LUXEMBURG (dpa-AFX) - Nach Einschätzung eines wichtigen EU-Gutachters haften Geschäfte, Bars oder Hotels mit ungesichertem WLAN-Netz nicht für Urheberrechtsverletzungen Dritter. Nationale Gerichte dürften zwar eine Lösung des Problems verlangen, argumentierte Generalanwalt Maciej Szpunar in seiner am Mittwoch veröffentlichten Stellungnahme (Rechtssache C-484/14). Allzu weitreichende Auflagen hält er aber nicht für zulässig.
Das Urteil dürfte in einigen Monaten fallen. Meist halten sich die Richter dabei an die Empfehlungen ihres Gutachters.
Hintergrund ist eine Abmahnung des Musikkonzerns Sony gegen den Betreiber eines Geschäfts für Licht- und Tontechnik in der Nähe von München. Über sein frei zugängliches WLAN-Netz wurde ein Album der Gruppe "Wir sind Helden" zum kostenlosen Herunterladen angeboten.
Der Beklagte hat im Gegenzug eine negative Feststellungsklage gegen Sony erhoben.
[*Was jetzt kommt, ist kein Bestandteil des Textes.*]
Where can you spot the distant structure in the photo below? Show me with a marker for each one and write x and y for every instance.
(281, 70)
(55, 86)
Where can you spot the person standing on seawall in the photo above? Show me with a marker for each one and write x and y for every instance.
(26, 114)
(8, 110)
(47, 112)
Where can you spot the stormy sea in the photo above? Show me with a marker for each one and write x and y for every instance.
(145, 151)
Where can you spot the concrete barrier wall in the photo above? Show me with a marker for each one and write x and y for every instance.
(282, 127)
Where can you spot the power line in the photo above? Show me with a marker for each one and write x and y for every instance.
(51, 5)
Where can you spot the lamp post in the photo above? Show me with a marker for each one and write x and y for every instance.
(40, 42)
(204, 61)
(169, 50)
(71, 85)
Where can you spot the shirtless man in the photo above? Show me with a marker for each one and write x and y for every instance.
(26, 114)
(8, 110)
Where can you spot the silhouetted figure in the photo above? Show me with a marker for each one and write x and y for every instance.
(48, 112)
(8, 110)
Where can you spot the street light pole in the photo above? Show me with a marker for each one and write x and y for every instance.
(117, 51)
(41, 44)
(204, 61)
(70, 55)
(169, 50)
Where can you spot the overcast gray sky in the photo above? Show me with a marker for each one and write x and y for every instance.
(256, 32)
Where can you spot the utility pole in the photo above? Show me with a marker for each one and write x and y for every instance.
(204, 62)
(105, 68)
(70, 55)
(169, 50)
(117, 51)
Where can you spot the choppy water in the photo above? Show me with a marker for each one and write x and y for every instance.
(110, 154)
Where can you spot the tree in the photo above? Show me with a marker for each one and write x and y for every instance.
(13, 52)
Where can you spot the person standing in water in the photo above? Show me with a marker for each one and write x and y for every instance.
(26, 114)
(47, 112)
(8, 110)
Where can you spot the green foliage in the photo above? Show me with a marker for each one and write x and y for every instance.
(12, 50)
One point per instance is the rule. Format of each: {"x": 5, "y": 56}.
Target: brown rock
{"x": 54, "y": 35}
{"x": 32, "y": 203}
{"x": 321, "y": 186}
Das Mitglied der Piraten-Partei wertet die Einschätzung des EU-Gutachters im Streit um die sogenannte Störerhaftung, die Betreiber von ungesicherten WLAN-Netzen bei Missbrauch durch Dritte in der Haftung sieht, als einen "wichtigen Zwischenerfolg". Ein Verbot unverschlüsselter WLAN-Hotspots sei damit vom Tisch.
Das zuständige Landgericht in München geht davon aus, dass der Geschäftsmann die Urheberrechtsverletzung nicht selbst begangen hat. Die Richter haben ihre Kollegen beim EuGH um Hilfe bei der Auslegung von EU-Recht gebeten. Sie wollen insbesondere wissen, ob der Mann haftbar gemacht werden kann, weil er seinen Internetzugang nicht gesichert hat.
Dies verneint Gutachter Szpunar ausdrücklich. Ein Ladeninhaber, der als Nebentätigkeit ein offenes WLAN anbietet, könne in einem solchen Fall weder für Schadenersatz herangezogen werden noch für Abmahnkosten oder Gerichtskosten.
Allerdings könne ein Gericht anordnen, dass die Rechtsverletzung abgestellt oder verhindert wird und dabei auch eine Geldbuße androhen. Dabei darf es aber Grundrechte wie die Informationsfreiheit nicht allzu stark einschränken. Insbesondere dürften die Richter nicht verlangen, dass der Internetanschluss stillgelegt oder mit einem Passwort geschützt wird oder der Betreiber die Kommunikation überwacht.
Dass eine gerichtliche Anordnung unter diesen Umständen womöglich wenig schlagkräftig ist, ist auch Szpunar klar. "Diese Überlegung lässt sich jedoch meines Erachtens nicht auf den vorliegenden Fall übertragen, in dem ja streitig ist, ob es überhaupt geeignete Maßnahmen gibt", schreibt er. Es sei Sache des nationalen Gerichts, sich zu vergewissern, dass es überhaupt zumutbare Maßnahmen zur Behebung des Problems gibt.
In dem Fall geht es übrigens nur um Gewerbetreibende mit offenem WLAN. Für Privatleute wäre die EU-Richtlinie, um die es geht, nicht relevant.